Leia também: Proposta do governador de Rondônia de condicionar licença de Jirau é irregular, diz advogado. Matéria de Bruno Calixto - 08/05/2009 

 [1] http://arruda.rits.org.br/oeco/reading/oeco/reading/pdf/flona_bomfuturo_tac.pdf

Comentários

  1. Olá querida Telma, amei o seu interesse pelo bem dos recursos naturais, eu também os amo, mas o motivo desse recado é para fazer uma crítica contrutiva embasada na minha opinião própria e espero não ser mal interpretado por você.
    quando você diz:"Com isso os ocupantes, na verdade grileiros e madeireiros que invadiram a Flona do Bom Futuro, passaram a ter apoio oficial – do ministro do Meio Ambiente - para ali permanecerem" infelizmente me chateia saber que essa sua opinião vem embasada em nenhuma fonte visível sua. Eu moro em Ariquemes, e já estive fazendo estudos dentro da reserva que foi "invadida" e concordo com você quando diz que existe essa dupla ilegalidade.

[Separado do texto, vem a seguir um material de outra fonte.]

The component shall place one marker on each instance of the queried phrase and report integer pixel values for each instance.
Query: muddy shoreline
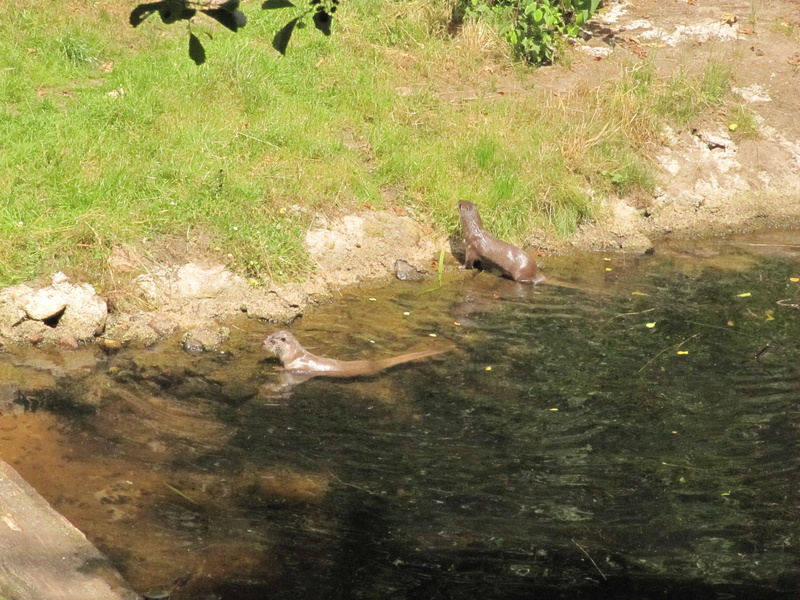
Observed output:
(197, 302)
(712, 182)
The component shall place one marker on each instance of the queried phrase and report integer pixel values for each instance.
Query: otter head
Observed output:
(281, 343)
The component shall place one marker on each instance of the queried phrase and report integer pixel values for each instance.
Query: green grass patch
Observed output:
(114, 136)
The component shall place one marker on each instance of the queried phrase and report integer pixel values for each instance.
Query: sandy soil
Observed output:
(712, 180)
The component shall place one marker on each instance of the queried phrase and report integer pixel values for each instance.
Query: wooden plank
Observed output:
(43, 557)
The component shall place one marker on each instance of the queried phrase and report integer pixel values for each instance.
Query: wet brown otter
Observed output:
(296, 359)
(484, 247)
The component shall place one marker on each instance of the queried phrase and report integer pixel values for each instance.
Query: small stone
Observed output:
(163, 326)
(68, 342)
(45, 304)
(405, 271)
(198, 340)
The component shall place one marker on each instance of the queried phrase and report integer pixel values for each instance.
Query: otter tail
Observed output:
(385, 363)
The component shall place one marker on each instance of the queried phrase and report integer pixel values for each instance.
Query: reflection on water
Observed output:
(636, 441)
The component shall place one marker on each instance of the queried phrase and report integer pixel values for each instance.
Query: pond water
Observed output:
(634, 435)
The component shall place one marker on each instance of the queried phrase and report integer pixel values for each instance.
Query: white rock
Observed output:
(44, 304)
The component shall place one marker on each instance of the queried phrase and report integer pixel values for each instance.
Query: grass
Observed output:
(112, 136)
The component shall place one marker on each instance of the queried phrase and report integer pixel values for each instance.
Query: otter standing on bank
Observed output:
(296, 359)
(483, 246)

    Mas com esses meus estudos também posso te dizer que alí exite uma grande maioria de famílias pobres, com baixíssima renda que vívem do que plantam e que investiram tudo que tinham naquelas terras e agora são tratados como se fossem bandidos. você acha justo, que um dia alguem chegasse para você e dissesse que a sua casa confortável onde você mora é fruto de ilegalidade e que você tem prazo para sair ou adequar-se as normas exigidas por eles? ou melhor dizer que você é bandido por ter investido na ampliação da sua casas?

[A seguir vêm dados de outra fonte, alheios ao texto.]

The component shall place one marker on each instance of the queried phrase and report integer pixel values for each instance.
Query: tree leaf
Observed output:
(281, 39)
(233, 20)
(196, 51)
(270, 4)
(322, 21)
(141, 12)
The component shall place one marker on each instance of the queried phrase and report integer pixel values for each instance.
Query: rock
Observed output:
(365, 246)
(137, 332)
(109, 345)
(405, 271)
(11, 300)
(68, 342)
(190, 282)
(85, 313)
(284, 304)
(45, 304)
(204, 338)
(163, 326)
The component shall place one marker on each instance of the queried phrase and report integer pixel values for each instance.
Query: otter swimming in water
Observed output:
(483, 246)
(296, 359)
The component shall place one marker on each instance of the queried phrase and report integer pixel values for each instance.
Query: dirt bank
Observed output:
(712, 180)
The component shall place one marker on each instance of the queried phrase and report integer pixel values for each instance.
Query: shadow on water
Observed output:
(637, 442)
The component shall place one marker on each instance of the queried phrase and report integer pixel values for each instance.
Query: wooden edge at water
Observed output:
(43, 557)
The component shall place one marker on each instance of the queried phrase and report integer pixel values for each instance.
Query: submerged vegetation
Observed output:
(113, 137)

    Ali existem trabalhadores que estão ameçados de perder tudo o que tem, exite grilheiros lá também, mas que cidade que não tem bandidos?
    Agora depois de falar minha opinião, quero apontar culpados.
    EU asci em RO e desde novinho lembro-me dos insentivos do governo para que se derrubasse o maximo possivel, e de aproximadamente 10 anos para cá a conversa mudou. Por quê?
    Isso todos nós sabemos.Mas a culpa é de quem?
    Isso todos nós também sabemos. A reforma agraria prometida pelo lula que até agora nao se cumpriu e as políticas progressistas do seculo passado são os culpados dos problemas ambientais atuais.
    A flona bom futuro só é mais um dos montes de problemas que o Minc tem que resolver, e na minha opinião sem colocar em risco a dignidade moral dos habitantes da flona, que vivem lá desde a época dos ditosprogresso" e que nunca viram uma placa de aviso.
    os sulistas e os sudelistas já destruiram todas as suas matas e agora querem usar a energia de uma hidroelétrica ILEGAL aqui do norte.
    Tudo que visa o bem da MAIORIA bem sucedida urbana tem embasamento legal para haver ilegalidades ambientais. agora vem me dizer que você é tão naturalista que nao usa energia elétrica?
    salve salve os naturalistas que pouco se licham para o bem social dos mais humildes.
    espero realmete que você querida Telma, que escreve tão bem não se encaixe nesse grupo.
    Quero deixar bem claro que sou contra os desmatamento, mas sou à favor de medidas que priorisem as pessoas humildes da reserva.